Auteur: Kees Blokland ● Kees.Blokland@Polteq.com
Redactie: Paul Beving
Hoe ervaar ik de testontwikkelingen van de afgelopen tijd? Die vraag stelde de redactie mij ter inspiratie voor de Kijk van Kees van deze keer. Dus liet ik mijn gedachten de vrije loop.
Test is overal waar software wordt gebouwd.
Het einde der testers is al menigmaal aangekondigd, maar het is net als met de wet van Moore: steeds verschuift het einde toch weer verder naar de toekomst. Dat komt denk ik omdat tijdens het bouwen van software nu eenmaal fouten ontstaan. Daarmee bedoel ik niet per se dat er slechte code wordt geproduceerd, maar vooral: doet het wat nodig is, lost de software het probleem van de klant nu wel goed op? Om dat vast te stellen lever je met testen kwaliteitsinformatie over het product en sluit je daarmee de feedbacklus van het ontwikkelproces. Ik vermoed dat we nog een tijdje software blijven ontwikkelen, dus dan blijft testen ook wel nodig, in één of andere vorm.
De aard van softwarefouten verandert wel
Vijftien jaar geleden deed ik ISEB-practitioner examen, dat onder meer ging over bepaalde soorten fouten die in software kunnen zitten, zoals initialisatiefouten. Moderne IDE’s geven echter direct feedback op de code tijdens het typen van de code. Met kleurtjes, accenten en context ballonnetjes kun je zien wat er mogelijk mis is en kun je veel potentiële fouten in de kiem smoren. We hoeven met testen dus veel minder op zoek naar dit soort sneue softwareconstructiefouten.

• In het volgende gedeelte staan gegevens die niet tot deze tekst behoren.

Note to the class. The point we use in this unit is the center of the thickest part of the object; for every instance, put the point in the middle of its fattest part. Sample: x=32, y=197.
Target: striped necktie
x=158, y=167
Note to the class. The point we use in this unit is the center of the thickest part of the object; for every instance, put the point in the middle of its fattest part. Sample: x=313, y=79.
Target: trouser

Testers moeten/willen meer verstand hebben van programmeren
Ik voel op verschillende manieren de behoefte om meer verstand te krijgen van programmeren. In willekeurige volgorde zijn dat:
- de behoefte om tests te kunnen automatiseren;
- de behoefte om ontwikkelaars te kunnen bijstaan bij unit-testen;
- de behoefte om iets van de software te begrijpen die het team ontwikkelt;
- de behoefte om meer technisch bezig te zijn.
Die laatste geldt voor mezelf, maar de andere drie hebben betrekking op de veranderende rol van de tester in ontwikkelprocessen waarbinnen steeds meer delen van het software bouw- en testproces geautomatiseerd zijn. Hierdoor groeit de behoefte aan testers die meer kennis hebben van softwareconstructie.
Ketentesten blijft lastig
Ketentesten is en blijft complex, zowel organisatorisch als technisch. Bepaalde projectmanagers vinden het daarom overzichtelijk om de ketentest bij een centraal opererend ketentestteam te beleggen. Maar voor een goede aansluiting op agile werken, willen we de verantwoordelijkheid juist decentraal leggen, in de agile-teams. Zij kunnen prima bilateraal hun gezamenlijke integratietesten regelen. Maar zodra ketens over componenten van meer dan twee teams heen gaan, dan moet er toch nog iets extra’s worden georganiseerd. Dan is het de uitdaging om die extra functie klein te houden en te voorkomen dat alsnog een zware centrale ketentestverantwoordelijkheid ontstaat. Organisaties vinden het lastig om gedeelde verantwoordelijkheid te beleggen bij teams die verschillende ‘eindbazen’ hebben.
Tot zover een paar ontwikkelingen die me de afgelopen tijd hebben bezig gehouden. Misschien herken je ze?
De problematiek van ketentesten is heel herkenbaar. Daarom is er in onze organisatie een centrale testafdeling, omdat de meeste ketens over meerdere applicaties (teams) heen gaan en keten elkaar ook kruisen.
We maken nu een draai om volgens SAFe te gaan werken. Ketentesten wordt nu een gezamenlijke activiteit van de agile teams met ondersteuning van testers uit het system team. Die hebben kennis en ervaring van ketenintegratie en end-to-end testen.
We gaan nog ontdekken hoe die samenwerking tussen decentrale agile teams en een centraal system team gaat uitpakken.